Droits télé : beIN Sports s'est placé sous la protection de la justice
Le diffuseur d'origine qatarienne s'est placé sous la protection de la justice pour échapper au paiement (332 millions d'euros) à la LFP des deux matches de L1 qu'il a sous-licencié à Canal +.
La nouvelle pourrait faire sourire si la situation du football français n'était pas si inquiétante. Ce vendredi, comme l'a révélé le site L'Équipe, on a appris que beIN Sports, le diffuseur contrôlé par des riches fonds qatariens, s'est placé sous la protection du tribunal de commerce de Nanterre. Comme Mediapro il y a presque un an et comme des dizaines de sociétés touchées par la crise et au bord du dépôt de bilan.
La raison de cette étonnante demande d'aide formulée à la justice française ? BeIN Sports, titulaire du lot 3 (2 matches, le samedi à 21h et le dimanche à 17h), acquis en mai 2018 (pour la période 2020-2024) au tarif de 332 millions d'euros annuels, n'a pas l'intention de régler l'addition si Canal+, à qui il a revendu ces rencontres à prix coûtant, ne lui avance pas l'argent.
Yousef al-Obaidly, le président de beIN Sports France et directeur général de beIN Media Group, l'a annoncé, hier, à ses collaborateurs dans un mail que nous nous sommes procurés. « Nous avons été contraints de prendre des mesures que nous n'aurions normalement pas dû prendre - dans l'unique but de protéger nos intérêts, écrit-il. L'une de ces mesures est l'ouverture d'une procédure de conciliation cette semaine, dont l'objectif est de trouver une solution à l'amiable pour faire face à la crise actuelle, par l'intermédiaire d'un conciliateur connu et compétent - ce qui n'a malheureusement pas pu être obtenu par les parties jusqu'à présent. Je tiens à préciser que la procédure de conciliation ne concerne pas notre solvabilité - il s'agit simplement d'une mesure visant à protéger nos intérêts et à trouver une solution entre toutes les parties, nous l'espérons. »
Une première réunion entre les trois parties ces prochains jours ?
Dans les faits, cette procédure est celle choisie par Mediapro, lorsque le groupe sino-espagnol s'est trouvé dans l'impossibilité d'honorer ses pharaoniques engagements (830 millions d'euros par an pour 80 % de la L1 et de la L2, entre 2020 et 2024).
Avec à l'arrivée, à la suite d'une longue négociation avec la LFP, la rupture du contrat en or censé faire la fortune de nos clubs.

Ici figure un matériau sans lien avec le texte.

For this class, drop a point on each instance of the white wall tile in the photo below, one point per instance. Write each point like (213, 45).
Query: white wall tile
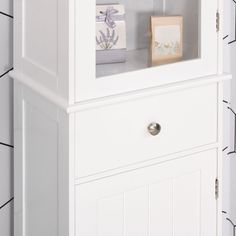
(6, 220)
(6, 6)
(6, 174)
(6, 39)
(6, 110)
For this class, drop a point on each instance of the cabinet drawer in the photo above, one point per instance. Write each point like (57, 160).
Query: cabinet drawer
(117, 135)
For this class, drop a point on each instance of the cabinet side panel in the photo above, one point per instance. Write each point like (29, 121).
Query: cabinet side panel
(41, 169)
(41, 45)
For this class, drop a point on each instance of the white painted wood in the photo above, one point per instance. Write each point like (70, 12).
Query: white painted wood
(85, 164)
(41, 45)
(6, 174)
(191, 206)
(59, 52)
(6, 220)
(6, 107)
(116, 136)
(42, 167)
(6, 6)
(69, 108)
(6, 25)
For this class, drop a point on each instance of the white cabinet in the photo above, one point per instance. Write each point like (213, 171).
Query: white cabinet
(123, 148)
(58, 50)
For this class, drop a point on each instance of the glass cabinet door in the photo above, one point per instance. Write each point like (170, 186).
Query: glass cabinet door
(131, 45)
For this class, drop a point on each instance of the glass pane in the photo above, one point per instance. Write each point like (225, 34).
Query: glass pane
(134, 35)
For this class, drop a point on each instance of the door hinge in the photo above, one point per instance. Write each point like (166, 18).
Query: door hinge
(217, 21)
(217, 188)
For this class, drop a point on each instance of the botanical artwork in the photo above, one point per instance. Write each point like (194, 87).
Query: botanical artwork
(167, 40)
(110, 27)
(107, 40)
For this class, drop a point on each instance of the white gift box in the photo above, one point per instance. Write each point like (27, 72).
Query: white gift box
(110, 34)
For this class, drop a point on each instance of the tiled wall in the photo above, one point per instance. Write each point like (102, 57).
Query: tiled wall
(6, 120)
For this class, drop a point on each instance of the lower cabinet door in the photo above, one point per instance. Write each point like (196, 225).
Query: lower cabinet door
(175, 198)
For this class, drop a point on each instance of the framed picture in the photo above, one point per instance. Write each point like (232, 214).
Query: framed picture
(167, 39)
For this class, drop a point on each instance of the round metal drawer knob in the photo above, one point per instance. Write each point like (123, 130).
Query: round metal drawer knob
(154, 129)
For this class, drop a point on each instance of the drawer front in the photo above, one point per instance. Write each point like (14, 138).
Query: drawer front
(6, 174)
(117, 135)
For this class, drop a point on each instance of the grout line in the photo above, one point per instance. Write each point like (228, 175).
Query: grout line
(2, 13)
(5, 144)
(5, 73)
(6, 203)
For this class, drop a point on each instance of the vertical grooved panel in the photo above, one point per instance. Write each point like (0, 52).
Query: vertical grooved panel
(161, 208)
(110, 216)
(136, 212)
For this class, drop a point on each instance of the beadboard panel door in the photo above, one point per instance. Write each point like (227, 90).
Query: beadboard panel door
(117, 135)
(170, 199)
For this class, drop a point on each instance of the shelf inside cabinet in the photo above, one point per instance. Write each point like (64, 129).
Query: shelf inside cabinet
(135, 60)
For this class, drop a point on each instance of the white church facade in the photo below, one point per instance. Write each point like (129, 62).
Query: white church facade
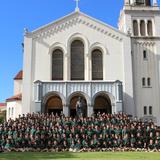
(112, 70)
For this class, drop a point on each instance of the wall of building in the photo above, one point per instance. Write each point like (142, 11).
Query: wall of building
(17, 87)
(116, 48)
(144, 67)
(14, 109)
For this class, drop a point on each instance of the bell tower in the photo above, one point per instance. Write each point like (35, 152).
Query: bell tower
(140, 20)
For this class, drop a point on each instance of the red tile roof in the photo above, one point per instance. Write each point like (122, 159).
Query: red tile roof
(2, 104)
(14, 98)
(19, 75)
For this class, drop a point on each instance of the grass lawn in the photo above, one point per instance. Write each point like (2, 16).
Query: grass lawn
(81, 156)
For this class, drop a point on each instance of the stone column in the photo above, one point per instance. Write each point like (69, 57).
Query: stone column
(90, 110)
(155, 3)
(126, 2)
(146, 28)
(66, 110)
(139, 33)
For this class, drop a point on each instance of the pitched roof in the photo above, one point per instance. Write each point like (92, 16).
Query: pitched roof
(17, 97)
(2, 104)
(19, 75)
(73, 14)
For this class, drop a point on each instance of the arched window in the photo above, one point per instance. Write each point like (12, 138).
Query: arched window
(149, 81)
(144, 54)
(135, 28)
(142, 28)
(150, 110)
(12, 111)
(57, 65)
(148, 2)
(77, 60)
(145, 110)
(140, 2)
(143, 82)
(97, 65)
(149, 28)
(9, 112)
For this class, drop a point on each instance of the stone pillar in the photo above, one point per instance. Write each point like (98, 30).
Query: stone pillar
(146, 28)
(126, 2)
(90, 110)
(139, 33)
(38, 107)
(155, 3)
(66, 110)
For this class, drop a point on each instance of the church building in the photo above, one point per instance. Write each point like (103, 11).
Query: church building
(112, 70)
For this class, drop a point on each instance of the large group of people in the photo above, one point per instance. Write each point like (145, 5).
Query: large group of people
(101, 132)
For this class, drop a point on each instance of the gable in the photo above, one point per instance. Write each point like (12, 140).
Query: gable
(74, 19)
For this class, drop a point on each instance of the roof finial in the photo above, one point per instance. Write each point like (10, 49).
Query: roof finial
(77, 5)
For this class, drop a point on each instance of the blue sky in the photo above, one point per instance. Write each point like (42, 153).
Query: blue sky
(15, 15)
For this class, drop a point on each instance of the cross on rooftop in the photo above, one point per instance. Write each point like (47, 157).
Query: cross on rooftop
(77, 5)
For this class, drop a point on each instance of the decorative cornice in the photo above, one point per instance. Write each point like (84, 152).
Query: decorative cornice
(71, 21)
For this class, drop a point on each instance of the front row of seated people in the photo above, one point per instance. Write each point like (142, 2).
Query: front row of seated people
(101, 132)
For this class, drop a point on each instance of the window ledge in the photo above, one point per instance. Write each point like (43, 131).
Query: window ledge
(146, 87)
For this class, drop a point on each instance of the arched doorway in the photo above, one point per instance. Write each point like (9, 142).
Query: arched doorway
(77, 60)
(54, 105)
(73, 103)
(102, 104)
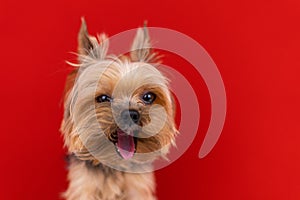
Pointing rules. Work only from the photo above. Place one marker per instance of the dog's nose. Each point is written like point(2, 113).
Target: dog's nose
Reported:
point(129, 116)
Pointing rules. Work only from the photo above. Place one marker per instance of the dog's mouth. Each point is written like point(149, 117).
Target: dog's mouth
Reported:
point(125, 142)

BeIN Sports a choisi cette solution pour être certain de ne pas payer la première échéance de 56 millions d'euros, prévue le 5 août, si Canal + ne respecte pas son contrat de sous-licence. Car en étant sous la protection du tribunal de commerce, les dettes sont immédiatement gelées...
Mais le diffuseur d'origine qatarienne s'imagine produire et diffuser les matches, sans régler l'échéance en attendant une sortie de crise. Une situation que Mediapro avait connue pendant plusieurs mois, la saison dernière, en se mettant également sous la protection du tribunal de commerce de Nanterre via une procédure de conciliation, avant de trouver un accord avec la LFP. Selon nos informations, l'administratrice judiciaire Hélène Bourbouloux a été choisie comme conciliatrice et une première réunion entre la Ligue, beIN Sports et Canal+ pourrait être organisée ces prochains jours.
En attendant, une nouvelle étape de cette guérilla judiciaire doit avoir lieu lundi. Très actif, beIN Sports a en effet assigné une nouvelle fois Canal + devant le tribunal de commerce de Nanterre en vue de faire exécuter le contrat de sous-licence, et une audience est prévue ce jour-là. Mercredi, on attend la décision d'une autre assignation : celle de la LFP contre.... beIN Sports, pour l'obliger à respecter son contrat et donc à payer le premier versement de 56 millions d'euros le 5 août.
Vous suivez ? Car ce n'est pas fini. Il y aura, le 9 novembre, la décision sur le fond du recours engagé par beIN Sports contre... la Ligue, afin d'essayer d'obtenir la remise en cause du lot 3.
Dans ce dossier devenu rocambolesque, on ne sait donc toujours pas, à une semaine de la reprise de la L1, qui va diffuser Troyes-PSG, samedi soir, ni Metz-Lille, dimanche après-midi. On ne sait pas non plus si les clubs français, au bord du gouffre pour une bonne partie d'entre eux après la faillite de Mediapro et les ravages de la crise sanitaire, vont pouvoir percevoir les sommes promises sur ce fameux lot 3.